The performance of an end-to-end protocol such as transmission control protocol (TCP) degrades over lossy long-haul data links; this is a consequence of the delays in passing acknowledgment packets back to the source.
Performance can be improved through the use of one or more relays that accept and acknowledge data packets, and then pass them toward the destination. The advantage of using such a mechanism is that it is transparent to the end systems. There is a possibility that a packet acknowledged in this fashion will get dropped before it reaches its destination, but this should be detected by application-layer protocols.
The authors provide some excellent diagrams that illustrate how packets travel through conventional and accelerated networks. These diagrams show how a buffer is used to hold packets that have not been acknowledged by a downstream node.

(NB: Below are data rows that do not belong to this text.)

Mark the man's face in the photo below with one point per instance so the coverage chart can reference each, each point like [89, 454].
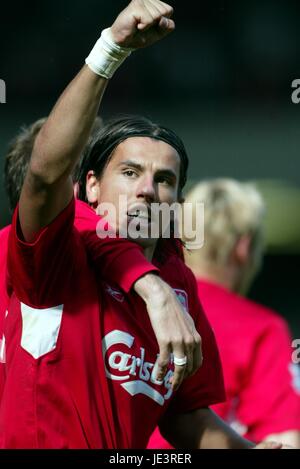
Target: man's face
[145, 171]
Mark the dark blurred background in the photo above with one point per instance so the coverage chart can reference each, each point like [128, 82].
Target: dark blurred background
[222, 80]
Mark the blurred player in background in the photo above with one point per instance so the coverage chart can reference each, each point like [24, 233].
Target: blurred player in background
[261, 382]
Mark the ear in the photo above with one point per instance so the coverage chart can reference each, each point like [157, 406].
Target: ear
[242, 249]
[92, 188]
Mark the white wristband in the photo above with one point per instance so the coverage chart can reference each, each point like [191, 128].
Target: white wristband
[106, 56]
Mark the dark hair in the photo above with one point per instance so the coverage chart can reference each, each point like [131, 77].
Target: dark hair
[17, 159]
[99, 152]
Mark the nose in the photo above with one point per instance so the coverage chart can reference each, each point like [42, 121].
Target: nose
[146, 188]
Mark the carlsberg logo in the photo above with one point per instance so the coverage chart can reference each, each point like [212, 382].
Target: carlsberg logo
[137, 376]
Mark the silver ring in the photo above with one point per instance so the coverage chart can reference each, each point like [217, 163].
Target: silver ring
[180, 361]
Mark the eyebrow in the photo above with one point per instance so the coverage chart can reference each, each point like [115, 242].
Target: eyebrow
[132, 164]
[139, 167]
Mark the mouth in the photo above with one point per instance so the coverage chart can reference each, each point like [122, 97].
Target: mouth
[143, 215]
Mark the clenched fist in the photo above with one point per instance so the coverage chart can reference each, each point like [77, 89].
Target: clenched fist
[142, 23]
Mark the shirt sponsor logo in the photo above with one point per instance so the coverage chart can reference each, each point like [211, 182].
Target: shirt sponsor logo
[137, 375]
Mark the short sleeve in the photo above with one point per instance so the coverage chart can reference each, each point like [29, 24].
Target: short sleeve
[38, 270]
[118, 260]
[206, 386]
[270, 401]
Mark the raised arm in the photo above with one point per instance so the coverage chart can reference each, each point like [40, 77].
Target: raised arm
[48, 189]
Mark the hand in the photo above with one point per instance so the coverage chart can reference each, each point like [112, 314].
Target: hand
[142, 23]
[173, 327]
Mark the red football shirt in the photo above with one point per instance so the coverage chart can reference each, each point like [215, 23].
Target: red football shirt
[262, 384]
[116, 259]
[59, 392]
[4, 233]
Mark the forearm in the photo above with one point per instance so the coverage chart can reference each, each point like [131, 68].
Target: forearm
[150, 286]
[66, 131]
[217, 434]
[201, 429]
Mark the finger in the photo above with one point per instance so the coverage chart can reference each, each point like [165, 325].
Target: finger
[149, 16]
[197, 355]
[179, 370]
[189, 352]
[145, 20]
[162, 362]
[163, 8]
[166, 24]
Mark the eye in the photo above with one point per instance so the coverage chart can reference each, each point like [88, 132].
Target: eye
[129, 173]
[164, 180]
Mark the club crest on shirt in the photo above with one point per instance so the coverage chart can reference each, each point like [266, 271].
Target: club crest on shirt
[116, 294]
[127, 365]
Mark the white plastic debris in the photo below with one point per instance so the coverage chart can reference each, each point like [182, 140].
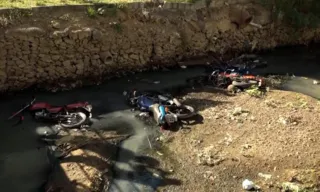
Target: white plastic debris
[183, 66]
[144, 114]
[265, 176]
[248, 185]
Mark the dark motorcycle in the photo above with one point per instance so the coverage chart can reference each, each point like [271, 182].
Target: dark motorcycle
[241, 85]
[222, 74]
[68, 116]
[152, 101]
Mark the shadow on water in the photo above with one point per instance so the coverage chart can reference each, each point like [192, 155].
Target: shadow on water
[24, 162]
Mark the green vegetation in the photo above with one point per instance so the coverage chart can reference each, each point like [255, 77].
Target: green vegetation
[91, 11]
[297, 13]
[117, 27]
[34, 3]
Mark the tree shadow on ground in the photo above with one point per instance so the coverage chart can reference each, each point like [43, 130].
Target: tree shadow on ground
[144, 170]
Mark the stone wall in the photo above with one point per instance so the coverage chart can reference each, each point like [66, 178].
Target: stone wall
[47, 45]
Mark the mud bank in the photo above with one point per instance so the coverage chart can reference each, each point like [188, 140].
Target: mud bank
[51, 44]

A network simulator was used to predict the effects of accelerator node placement, number of accelerator nodes, connection duration, and TCP processing delay. It is shown that acceleration can significantly increase throughput over lossy or congested links. The authors note that using TCP acceleration may be considered unfair; however, it will become a necessary requirement for companies that wish to remain competitive.

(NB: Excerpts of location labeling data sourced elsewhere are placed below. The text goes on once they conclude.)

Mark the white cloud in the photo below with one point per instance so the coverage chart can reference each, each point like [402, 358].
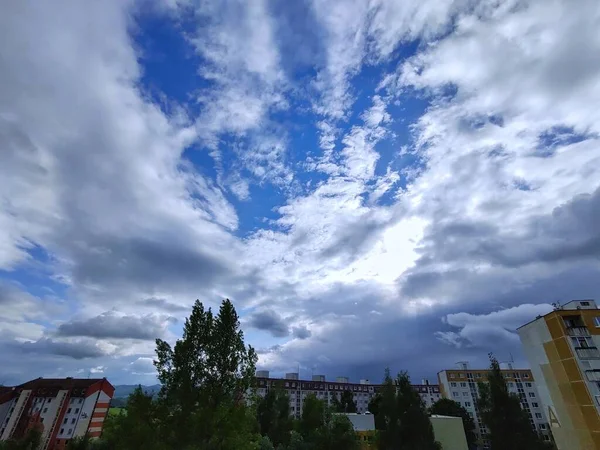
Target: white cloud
[485, 330]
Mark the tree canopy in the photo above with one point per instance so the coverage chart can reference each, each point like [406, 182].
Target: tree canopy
[501, 412]
[346, 403]
[447, 407]
[401, 417]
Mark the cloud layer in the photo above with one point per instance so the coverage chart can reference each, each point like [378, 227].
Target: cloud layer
[369, 182]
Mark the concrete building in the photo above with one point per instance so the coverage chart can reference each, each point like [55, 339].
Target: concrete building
[562, 348]
[325, 390]
[460, 385]
[60, 408]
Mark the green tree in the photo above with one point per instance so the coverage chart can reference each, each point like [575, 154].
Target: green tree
[501, 412]
[134, 428]
[31, 440]
[337, 433]
[273, 415]
[204, 380]
[346, 403]
[401, 417]
[447, 407]
[313, 417]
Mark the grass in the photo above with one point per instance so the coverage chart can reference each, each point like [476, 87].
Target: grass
[116, 411]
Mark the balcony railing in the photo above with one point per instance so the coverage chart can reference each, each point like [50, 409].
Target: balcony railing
[593, 375]
[578, 331]
[587, 352]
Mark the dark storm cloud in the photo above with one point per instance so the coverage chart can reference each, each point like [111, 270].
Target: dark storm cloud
[301, 332]
[111, 325]
[269, 320]
[74, 349]
[165, 305]
[144, 261]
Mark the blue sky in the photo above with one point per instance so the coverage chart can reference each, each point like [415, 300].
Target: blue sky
[372, 183]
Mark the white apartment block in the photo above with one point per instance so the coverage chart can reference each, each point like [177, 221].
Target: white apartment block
[362, 392]
[60, 409]
[460, 385]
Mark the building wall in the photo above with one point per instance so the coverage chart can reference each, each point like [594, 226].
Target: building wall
[449, 432]
[568, 395]
[5, 409]
[461, 386]
[362, 393]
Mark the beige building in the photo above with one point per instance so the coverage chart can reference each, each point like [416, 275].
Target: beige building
[449, 432]
[60, 409]
[362, 392]
[460, 385]
[562, 348]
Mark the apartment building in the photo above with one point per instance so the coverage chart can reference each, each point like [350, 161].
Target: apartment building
[60, 408]
[362, 392]
[461, 386]
[562, 349]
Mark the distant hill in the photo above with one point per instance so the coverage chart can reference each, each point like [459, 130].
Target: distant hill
[123, 390]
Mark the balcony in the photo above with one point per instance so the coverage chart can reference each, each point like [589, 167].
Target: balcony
[577, 331]
[587, 352]
[592, 375]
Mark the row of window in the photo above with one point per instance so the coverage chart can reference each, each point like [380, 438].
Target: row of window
[478, 375]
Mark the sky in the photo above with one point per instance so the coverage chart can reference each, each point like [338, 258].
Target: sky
[372, 183]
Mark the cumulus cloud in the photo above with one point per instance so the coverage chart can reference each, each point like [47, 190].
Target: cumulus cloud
[114, 325]
[377, 165]
[76, 349]
[269, 320]
[489, 330]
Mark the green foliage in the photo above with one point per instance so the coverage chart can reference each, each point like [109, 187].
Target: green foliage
[346, 403]
[204, 379]
[401, 416]
[501, 412]
[31, 441]
[447, 407]
[137, 427]
[273, 415]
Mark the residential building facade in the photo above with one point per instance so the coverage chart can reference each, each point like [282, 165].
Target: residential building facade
[362, 392]
[562, 349]
[60, 409]
[461, 385]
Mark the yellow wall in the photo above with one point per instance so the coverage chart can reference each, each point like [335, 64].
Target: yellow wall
[576, 424]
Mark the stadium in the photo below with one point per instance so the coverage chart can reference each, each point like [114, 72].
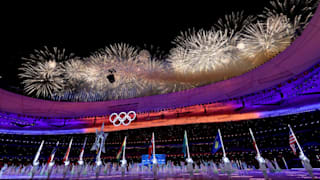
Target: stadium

A practical implementation of the simulated system was done using an Intel IXP2350 network processor. There are some processing delays for data passing through this device, but they are insufficient to impact the predicted results. The paper concludes with some considerations relating to practical placement of accelerator nodes.
A number of commercial accelerators have become available since this paper was written. Those who plan to deploy such devices would do well to read this paper before they commit.